The CAQ’s result was about 9.5% better than the ADQ’s results in these two constituencies in 2008. Surprisingly, if the CAQ performed 9.5% better than the ADQ did in 2008 at the provincial level, it would be standing at 26% support (thus tied with PLQ for second) – quite a bit higher than the 20-22% support it garners in polls. However, such results are hardly encouraging for the CAQ, which has rapidly transformed into a boring third party which nobody cares about.

QS improved its vote in both ridings, including by a significant 3.2% in LaFontaine. Most of this additional support likely comes from the PQ. But given that polls show that QS could be as high as 8-10% nationally, and seems to have benefited a bit from the student movement, these results are a bit underwhelming for them. Of course, these are hardly the type of places where I would expect a student movement-generated QS mini-surge to be strongest (a rural constituency with no unis on one hand, a largely allophone suburban constituency on the other hand…), and perhaps that turnout played a trick on them.

Its results were still much better than those won by the irrelevant others: the Green leader did fairly terribly, the ON was (as expected) a flop (like all other hardcore nationalist PQ splinters have been) and the new Conservative Party went nowhere. Of course, neither of these two new parties have a real base: the PQ eats up potential ON voters, the PLQ and CAQ eat up any potential PCQ voters.

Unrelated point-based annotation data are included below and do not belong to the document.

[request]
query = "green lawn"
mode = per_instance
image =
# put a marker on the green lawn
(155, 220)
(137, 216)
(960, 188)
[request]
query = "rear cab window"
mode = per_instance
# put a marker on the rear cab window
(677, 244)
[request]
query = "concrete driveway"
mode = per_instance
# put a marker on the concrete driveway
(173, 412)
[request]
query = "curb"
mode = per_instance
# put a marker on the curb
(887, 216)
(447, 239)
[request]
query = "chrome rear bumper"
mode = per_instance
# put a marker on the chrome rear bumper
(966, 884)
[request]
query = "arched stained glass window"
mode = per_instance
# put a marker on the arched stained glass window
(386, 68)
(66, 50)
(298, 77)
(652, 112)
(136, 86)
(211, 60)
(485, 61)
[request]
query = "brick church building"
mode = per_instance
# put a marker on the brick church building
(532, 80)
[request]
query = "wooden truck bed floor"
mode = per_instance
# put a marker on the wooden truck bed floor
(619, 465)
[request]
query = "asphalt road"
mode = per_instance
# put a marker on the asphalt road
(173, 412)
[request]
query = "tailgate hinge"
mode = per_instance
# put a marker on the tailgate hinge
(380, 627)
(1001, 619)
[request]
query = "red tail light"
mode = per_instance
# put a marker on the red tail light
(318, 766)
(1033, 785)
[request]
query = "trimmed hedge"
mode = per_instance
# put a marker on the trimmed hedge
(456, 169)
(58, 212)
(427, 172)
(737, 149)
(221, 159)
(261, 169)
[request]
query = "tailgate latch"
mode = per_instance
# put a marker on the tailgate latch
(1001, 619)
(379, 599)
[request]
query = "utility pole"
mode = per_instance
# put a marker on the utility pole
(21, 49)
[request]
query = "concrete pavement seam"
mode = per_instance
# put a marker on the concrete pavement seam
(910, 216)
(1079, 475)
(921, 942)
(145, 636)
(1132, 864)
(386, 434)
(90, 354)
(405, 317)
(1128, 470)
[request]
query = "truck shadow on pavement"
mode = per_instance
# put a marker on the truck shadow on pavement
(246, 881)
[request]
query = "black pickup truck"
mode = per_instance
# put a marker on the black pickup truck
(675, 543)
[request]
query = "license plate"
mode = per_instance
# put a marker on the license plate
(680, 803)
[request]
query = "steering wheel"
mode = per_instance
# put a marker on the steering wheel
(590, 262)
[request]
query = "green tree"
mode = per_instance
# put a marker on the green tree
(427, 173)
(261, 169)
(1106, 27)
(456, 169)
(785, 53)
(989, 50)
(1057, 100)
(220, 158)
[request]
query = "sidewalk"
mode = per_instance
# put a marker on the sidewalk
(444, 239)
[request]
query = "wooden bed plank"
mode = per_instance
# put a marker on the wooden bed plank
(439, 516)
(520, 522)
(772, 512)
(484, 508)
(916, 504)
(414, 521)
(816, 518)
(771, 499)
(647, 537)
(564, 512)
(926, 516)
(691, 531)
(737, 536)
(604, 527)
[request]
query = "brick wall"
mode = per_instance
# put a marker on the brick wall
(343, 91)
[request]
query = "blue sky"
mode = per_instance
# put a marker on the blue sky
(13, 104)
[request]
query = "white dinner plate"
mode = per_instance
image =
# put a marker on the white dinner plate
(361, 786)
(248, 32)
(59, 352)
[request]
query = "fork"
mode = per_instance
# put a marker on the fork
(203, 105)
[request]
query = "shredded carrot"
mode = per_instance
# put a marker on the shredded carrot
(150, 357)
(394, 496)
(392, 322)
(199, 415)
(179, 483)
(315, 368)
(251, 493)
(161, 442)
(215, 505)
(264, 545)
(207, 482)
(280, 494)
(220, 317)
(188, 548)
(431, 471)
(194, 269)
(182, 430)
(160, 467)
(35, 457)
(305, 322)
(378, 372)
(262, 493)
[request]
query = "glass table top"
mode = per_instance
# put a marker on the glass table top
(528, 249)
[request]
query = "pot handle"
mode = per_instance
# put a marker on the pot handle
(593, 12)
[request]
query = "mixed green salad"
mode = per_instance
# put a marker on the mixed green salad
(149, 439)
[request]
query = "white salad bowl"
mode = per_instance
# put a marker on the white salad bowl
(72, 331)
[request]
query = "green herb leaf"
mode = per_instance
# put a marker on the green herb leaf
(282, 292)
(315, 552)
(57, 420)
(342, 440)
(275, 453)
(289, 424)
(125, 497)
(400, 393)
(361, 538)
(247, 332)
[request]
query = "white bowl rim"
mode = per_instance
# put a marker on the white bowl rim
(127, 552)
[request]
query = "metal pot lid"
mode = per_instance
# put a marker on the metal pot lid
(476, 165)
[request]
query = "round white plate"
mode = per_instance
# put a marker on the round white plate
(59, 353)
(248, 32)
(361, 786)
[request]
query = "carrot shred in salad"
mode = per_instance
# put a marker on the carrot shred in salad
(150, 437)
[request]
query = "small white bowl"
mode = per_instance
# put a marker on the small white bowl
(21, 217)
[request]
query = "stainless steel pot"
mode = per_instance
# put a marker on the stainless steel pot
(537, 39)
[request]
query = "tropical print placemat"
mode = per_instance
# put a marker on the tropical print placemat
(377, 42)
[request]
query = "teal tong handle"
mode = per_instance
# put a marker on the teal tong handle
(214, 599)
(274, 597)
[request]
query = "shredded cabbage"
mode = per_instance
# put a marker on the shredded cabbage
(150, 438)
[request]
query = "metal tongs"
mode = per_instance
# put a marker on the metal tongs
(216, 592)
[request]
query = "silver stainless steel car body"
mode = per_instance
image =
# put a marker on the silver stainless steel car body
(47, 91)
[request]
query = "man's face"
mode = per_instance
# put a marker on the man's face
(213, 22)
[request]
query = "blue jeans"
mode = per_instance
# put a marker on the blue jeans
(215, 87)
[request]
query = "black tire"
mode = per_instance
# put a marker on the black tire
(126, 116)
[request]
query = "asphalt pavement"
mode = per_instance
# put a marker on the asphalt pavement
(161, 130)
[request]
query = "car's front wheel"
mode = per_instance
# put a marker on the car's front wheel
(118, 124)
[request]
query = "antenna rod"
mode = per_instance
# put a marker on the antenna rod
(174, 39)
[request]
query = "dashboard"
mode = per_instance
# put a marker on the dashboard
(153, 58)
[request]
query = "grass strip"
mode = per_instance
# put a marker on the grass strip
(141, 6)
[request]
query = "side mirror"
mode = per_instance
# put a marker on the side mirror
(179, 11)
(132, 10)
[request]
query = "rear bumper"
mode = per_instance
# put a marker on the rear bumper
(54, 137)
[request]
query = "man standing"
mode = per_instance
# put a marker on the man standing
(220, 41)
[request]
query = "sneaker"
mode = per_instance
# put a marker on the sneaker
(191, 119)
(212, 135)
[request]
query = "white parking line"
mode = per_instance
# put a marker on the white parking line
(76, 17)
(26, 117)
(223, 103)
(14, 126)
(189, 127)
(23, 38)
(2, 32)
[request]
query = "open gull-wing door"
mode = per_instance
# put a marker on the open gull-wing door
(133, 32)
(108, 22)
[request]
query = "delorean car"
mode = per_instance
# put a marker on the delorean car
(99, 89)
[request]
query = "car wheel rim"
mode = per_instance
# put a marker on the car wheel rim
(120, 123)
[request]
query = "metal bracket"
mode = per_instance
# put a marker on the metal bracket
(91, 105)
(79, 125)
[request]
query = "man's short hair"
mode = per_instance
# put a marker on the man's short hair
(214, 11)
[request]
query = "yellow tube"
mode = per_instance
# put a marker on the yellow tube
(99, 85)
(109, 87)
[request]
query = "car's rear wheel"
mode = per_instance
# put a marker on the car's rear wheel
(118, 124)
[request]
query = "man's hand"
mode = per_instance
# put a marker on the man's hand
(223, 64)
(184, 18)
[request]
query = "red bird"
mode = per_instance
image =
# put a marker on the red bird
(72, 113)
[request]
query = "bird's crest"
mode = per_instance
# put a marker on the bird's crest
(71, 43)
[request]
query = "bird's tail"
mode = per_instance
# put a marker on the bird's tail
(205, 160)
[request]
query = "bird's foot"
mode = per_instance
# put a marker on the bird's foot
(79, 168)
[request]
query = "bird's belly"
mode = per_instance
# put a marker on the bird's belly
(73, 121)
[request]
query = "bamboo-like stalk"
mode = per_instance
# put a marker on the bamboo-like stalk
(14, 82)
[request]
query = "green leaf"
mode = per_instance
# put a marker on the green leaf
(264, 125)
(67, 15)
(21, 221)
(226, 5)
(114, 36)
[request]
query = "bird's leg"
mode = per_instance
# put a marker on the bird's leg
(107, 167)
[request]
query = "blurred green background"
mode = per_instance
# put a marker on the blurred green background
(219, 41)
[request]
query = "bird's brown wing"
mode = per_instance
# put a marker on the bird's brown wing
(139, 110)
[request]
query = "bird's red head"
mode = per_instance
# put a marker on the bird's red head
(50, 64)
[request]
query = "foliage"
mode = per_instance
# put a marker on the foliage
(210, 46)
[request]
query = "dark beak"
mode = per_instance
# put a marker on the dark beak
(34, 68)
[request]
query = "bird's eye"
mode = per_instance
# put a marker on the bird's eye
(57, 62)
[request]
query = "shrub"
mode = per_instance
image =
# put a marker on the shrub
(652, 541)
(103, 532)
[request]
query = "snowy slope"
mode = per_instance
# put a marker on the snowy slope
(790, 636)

Jean Charest has until 2013 to call an election, but he could be calling an election in the province as soon as this fall or this winter. The PLQ is continuing to rush into the wall at full speed, and there is little which it can do about it. The Liberal government has lost a good deal of its political legitimacy as a government (and this is a very big deal) with the student strikes, and it could be tempted to end its own misery sooner rather than later.